To clueless liberals bent on imposing their energy beliefs on the people that truly understand energy solutions, Bernoulli is a brand of olive oil, not an energy balance equation.
It gives a hint of why they want 40 million more energy-using, polluting immigrants, but believe our solutions are rejecting all coal, nuclear and going with CFL lightbulbs, blessed solar energy, and magic unicorns that poop out pollution-free energy. Unicorns that will double as our transporation solution by 2100 as we go from hydrocarbon vehicles to riding magic unicorns....
*********************
People pushing CFLs do not look at the whole impact on society.

1. Human factors engineering has changed out CFL lighting back to regular lighting in businesses that saw a higher absenteeism and lower productivity under harsh CFL light.

2. And stores selling goods, clothing, and beauty products made to be seen under natural or incandescent light have dropped CFL.

3. Regular lightbulbs are cheaper in about 80-85% of our house's lighting fixtures - where lighting needs tend to be infrequently undertaken. Basement, closet lights, garage, tool crib, outdoor lights, garden shed, guest bedroom. My wife, my kids, and me - who do a lot of reading (daughter involuntarily) - prefer some incandescents on the remaining 15%.
4. Lighbulb energy conservation is an absolutely trivial pursuit of (1) ending our reliance on oil
(2) fighting global warming.

a. Oil has virtually no role in US electric power generation.
b. Lighting is a small fraction of anyone's power bill, and if they amout to 10%, and your monthly bill is 100 doallers going to twice as efficient CFLs does not save you 5 dollars, because half your electricity bill is unrelated to use - it is transmission and distribution and capital investment recouping cost.
c. The actual domestic lighting national requirement is so low as a function of net electric use that three CO-2 free nuke plants are adequate to cover all America's domestic electric lighting load. Regular or CFL. With no real pollution if used nuclear fuel (99% recyclable) is reprocessed (the one form of recycling environmentalists want forbidden).
d. One extraneous shopping trip or "indulgent road trip to the beach" or so, uses more energy, in the form of irreplacable oil, than an environmental zealot/Nanny State believer saves proudly converting his whole house, inc refrigerator light, to the politically correct CFLs.
****************
Pogo said...
Does it not strike anyone else as ludicrous or even insane that we should require federal legislation to permit us to buy the kind of light bulbs we wish to buy?


Yeah. Sanctimonous cocksuckers and physics-ignorant idiots like Freder abound.
Another solution that would really piss them off would be going back to kerosene or natural gas lighting, throwing in highly radioactive thorium mantles just tossed in the trash as added vexation. Nice warm light, less efficient than incandescents. Can't be banned without banning nat gas or kerosene and the lamps are a cake to build...
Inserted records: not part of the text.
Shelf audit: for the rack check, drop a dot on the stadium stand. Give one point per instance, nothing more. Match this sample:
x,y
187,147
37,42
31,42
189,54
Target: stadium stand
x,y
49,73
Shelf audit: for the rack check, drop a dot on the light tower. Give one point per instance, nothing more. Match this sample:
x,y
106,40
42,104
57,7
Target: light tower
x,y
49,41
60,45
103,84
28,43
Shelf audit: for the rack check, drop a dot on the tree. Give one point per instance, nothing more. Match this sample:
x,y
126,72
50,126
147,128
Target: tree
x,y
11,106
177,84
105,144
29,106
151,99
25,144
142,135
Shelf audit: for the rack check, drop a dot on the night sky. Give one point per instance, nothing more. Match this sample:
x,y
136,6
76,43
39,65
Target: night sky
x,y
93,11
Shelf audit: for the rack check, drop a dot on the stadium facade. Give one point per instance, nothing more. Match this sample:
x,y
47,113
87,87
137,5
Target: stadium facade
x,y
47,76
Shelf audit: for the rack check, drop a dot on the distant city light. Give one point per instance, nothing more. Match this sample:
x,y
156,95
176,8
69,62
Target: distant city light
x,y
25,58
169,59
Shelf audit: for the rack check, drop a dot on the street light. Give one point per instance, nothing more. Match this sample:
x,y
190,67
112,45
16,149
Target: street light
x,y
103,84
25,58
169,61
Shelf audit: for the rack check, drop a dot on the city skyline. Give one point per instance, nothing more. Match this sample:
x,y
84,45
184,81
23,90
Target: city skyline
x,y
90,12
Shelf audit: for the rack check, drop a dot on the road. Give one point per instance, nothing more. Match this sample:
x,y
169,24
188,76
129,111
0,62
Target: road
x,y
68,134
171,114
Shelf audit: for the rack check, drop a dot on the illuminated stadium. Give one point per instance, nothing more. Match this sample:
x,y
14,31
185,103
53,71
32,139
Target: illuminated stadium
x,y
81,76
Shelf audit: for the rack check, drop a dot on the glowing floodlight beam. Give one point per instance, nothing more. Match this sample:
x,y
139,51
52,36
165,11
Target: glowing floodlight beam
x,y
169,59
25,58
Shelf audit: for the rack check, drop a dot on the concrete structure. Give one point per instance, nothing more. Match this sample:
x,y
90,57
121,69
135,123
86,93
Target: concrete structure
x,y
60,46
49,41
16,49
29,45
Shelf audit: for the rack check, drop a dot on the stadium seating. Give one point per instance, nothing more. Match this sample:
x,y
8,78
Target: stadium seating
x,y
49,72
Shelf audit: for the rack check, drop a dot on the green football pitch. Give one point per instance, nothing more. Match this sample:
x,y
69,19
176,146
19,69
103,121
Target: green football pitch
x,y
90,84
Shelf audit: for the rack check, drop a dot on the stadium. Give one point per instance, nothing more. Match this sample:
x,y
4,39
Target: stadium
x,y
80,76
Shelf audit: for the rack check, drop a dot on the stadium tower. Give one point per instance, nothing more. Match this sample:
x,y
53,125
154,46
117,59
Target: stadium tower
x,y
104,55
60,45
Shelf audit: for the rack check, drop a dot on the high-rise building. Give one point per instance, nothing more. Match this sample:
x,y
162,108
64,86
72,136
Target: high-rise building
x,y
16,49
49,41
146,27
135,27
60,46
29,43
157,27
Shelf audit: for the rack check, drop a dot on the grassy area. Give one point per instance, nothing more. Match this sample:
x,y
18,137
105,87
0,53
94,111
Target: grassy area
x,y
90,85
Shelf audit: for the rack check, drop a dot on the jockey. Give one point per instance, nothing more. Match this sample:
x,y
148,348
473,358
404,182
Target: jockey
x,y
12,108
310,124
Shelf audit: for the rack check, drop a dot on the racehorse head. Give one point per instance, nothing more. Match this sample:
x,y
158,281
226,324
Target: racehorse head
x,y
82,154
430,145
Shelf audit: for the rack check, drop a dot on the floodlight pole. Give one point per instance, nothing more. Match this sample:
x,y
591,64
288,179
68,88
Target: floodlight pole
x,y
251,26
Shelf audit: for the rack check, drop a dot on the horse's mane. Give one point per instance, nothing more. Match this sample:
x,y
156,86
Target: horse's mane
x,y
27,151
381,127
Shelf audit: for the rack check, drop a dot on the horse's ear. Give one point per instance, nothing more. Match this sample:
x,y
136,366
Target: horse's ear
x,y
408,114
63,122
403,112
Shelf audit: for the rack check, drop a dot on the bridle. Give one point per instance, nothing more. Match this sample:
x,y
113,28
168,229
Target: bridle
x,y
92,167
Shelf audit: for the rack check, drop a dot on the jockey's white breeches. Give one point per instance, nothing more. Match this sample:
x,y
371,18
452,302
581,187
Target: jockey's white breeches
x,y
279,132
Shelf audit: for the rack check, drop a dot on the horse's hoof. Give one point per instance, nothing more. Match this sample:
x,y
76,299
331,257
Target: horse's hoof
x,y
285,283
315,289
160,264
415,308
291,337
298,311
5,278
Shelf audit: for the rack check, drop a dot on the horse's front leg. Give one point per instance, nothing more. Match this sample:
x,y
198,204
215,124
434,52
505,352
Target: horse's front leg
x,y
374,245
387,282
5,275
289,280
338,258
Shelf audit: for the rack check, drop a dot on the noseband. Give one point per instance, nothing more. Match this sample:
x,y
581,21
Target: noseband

Then there is Dust Bunny's tubload of transfat death, Crisco. May she stick a wick in a few cans of the used stuff and invite a few of her "government meddler" friends over for a nice fried dinner.

Ralph said...

This discussion has inspired me to take surface streets to my area pastors' lunch, cutting 5 miles off the trip by not taking the interstate.
Which, depending on how much accelerating you had to do for stoplights and traffic, may easily have taken more gasoline than the longer interstate route.

Trooper, I recommend Crisco if you're still at it. Transfat is fun whereever it's applied.

Trooper York said...

I am a Johnson and Johson baby oil man myself. If you use Crisco, dogs start to follow you home.

delut6 said...

Have you used CFLs? long term? My experience was that they burned out about the same as - or faster than - incandescents. Why would I want the downsides of the CFLs with no economic benefits?